このような幼少時の経験から、成人したラースロー4世は王権強化を目指して軍備増強を目指した。そのためにドイツ王ルドルフ1世と協力してボヘミア王オタカル2世(ヘンリクを庇護していた)をマルヒフェルトの戦いで討ち取り、母の出身であるクマン族と手を結んだが、王権強化を嫌う大貴族はかえって団結し、ローマ教皇の干渉まで招くこととなった。そしてラースロー4世はローマ教皇と対立した結果、教皇から破門された。

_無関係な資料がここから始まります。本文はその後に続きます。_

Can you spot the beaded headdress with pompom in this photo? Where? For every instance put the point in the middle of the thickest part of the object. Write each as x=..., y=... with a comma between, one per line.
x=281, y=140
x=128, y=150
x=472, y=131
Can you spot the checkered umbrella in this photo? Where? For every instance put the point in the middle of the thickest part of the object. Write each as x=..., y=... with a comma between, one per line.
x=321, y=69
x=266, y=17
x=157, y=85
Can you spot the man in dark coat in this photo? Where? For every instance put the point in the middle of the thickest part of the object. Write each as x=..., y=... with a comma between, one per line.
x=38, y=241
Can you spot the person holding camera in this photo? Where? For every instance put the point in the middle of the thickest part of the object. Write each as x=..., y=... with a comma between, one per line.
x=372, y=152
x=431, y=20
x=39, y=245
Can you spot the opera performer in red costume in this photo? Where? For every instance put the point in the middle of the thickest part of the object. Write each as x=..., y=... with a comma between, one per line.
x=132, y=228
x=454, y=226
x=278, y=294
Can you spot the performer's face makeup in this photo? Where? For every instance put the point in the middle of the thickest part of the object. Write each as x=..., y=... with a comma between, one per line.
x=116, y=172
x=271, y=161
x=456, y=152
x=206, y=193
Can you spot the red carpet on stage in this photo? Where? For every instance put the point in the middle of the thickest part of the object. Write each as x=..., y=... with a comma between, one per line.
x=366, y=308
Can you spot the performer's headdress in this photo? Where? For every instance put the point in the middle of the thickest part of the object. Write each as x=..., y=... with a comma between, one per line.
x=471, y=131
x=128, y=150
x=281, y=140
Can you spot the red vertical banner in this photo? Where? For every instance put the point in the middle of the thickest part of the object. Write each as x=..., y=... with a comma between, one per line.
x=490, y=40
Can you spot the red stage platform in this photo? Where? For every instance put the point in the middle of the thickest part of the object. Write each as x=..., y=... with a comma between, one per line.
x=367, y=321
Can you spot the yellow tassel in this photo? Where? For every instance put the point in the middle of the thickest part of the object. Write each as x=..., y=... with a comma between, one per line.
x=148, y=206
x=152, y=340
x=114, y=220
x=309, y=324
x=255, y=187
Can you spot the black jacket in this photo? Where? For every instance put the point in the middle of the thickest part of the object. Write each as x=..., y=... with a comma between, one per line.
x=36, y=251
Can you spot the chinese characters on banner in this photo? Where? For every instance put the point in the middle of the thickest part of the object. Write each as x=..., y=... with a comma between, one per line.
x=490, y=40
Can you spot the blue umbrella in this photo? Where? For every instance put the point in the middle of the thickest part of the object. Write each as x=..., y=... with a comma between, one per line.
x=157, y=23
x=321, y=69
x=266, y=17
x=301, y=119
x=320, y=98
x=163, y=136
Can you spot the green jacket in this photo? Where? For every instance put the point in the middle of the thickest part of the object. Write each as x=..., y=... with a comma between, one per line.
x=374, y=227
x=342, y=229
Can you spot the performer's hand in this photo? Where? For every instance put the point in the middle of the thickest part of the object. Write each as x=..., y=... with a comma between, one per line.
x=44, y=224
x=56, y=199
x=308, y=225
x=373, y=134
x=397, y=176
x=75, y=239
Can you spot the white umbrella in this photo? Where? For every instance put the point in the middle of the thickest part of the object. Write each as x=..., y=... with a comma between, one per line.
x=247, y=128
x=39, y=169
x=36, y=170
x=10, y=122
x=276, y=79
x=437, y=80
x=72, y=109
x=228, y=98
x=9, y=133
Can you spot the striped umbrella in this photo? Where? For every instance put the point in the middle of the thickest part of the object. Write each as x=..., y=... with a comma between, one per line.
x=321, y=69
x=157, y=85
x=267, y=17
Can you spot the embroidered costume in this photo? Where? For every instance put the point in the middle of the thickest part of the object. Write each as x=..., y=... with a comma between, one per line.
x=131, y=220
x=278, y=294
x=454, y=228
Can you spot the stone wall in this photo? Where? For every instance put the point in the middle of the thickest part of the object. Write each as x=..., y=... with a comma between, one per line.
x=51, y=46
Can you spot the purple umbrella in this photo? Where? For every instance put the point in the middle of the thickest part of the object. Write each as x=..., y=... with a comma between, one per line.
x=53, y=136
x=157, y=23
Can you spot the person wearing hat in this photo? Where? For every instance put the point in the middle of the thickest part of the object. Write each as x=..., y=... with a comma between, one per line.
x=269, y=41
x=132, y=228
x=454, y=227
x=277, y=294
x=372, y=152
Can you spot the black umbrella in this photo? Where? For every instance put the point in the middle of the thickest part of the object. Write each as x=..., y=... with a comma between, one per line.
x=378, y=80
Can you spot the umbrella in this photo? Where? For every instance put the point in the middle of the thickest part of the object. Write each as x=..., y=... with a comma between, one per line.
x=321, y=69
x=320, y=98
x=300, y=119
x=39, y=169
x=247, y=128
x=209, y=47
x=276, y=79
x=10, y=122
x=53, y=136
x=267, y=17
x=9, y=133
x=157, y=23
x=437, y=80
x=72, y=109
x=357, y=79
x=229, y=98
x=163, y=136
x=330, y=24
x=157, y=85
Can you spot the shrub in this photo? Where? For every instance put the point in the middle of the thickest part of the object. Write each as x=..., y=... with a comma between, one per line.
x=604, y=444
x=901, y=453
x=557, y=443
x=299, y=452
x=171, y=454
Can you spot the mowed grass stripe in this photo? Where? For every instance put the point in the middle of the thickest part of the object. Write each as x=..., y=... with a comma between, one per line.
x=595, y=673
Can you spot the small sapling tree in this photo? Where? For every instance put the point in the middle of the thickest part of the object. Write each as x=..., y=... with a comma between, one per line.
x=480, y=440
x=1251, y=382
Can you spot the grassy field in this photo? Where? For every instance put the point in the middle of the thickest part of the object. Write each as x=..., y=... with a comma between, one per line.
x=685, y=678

しかしラースロー4世はなおも王権強化に執念を燃やし、クマン人の女性を王妃として迎え、クマン族との関係を深めた。そして、さらなる軍備増強のために異教徒であるイスラム教徒や祖父ベーラ4世の時代にハンガリーを荒らしたモンゴル人を招いたため、大貴族層はもちろんのこと、中小領主からも国民からもラースロー4世は見捨てられてしまう結果となる。そして1290年、大貴族層の放った刺客によって暗殺された。
ラースロー4世はクマン族との結びつきが強かったことから「クン・ラースロー」(クマン族のラースロー)とも呼ばれている。
1269年にシチリア王カルロ1世の娘イザベッラ(エルジェーベト)と結婚したが、1286年に離婚、修道院へ押し込めた。その後クマン族から王妃を迎えたが、どちらの結婚でも子は授からず、死後は従叔父のアンドラーシュ3世が王位に就いた。しかし、甥のカルロ・マルテッロ(姉マリーアとイザベッラの兄ナポリ王カルロ2世の長男)はアンドラーシュの即位を認めず、ハンガリー王位を請求した。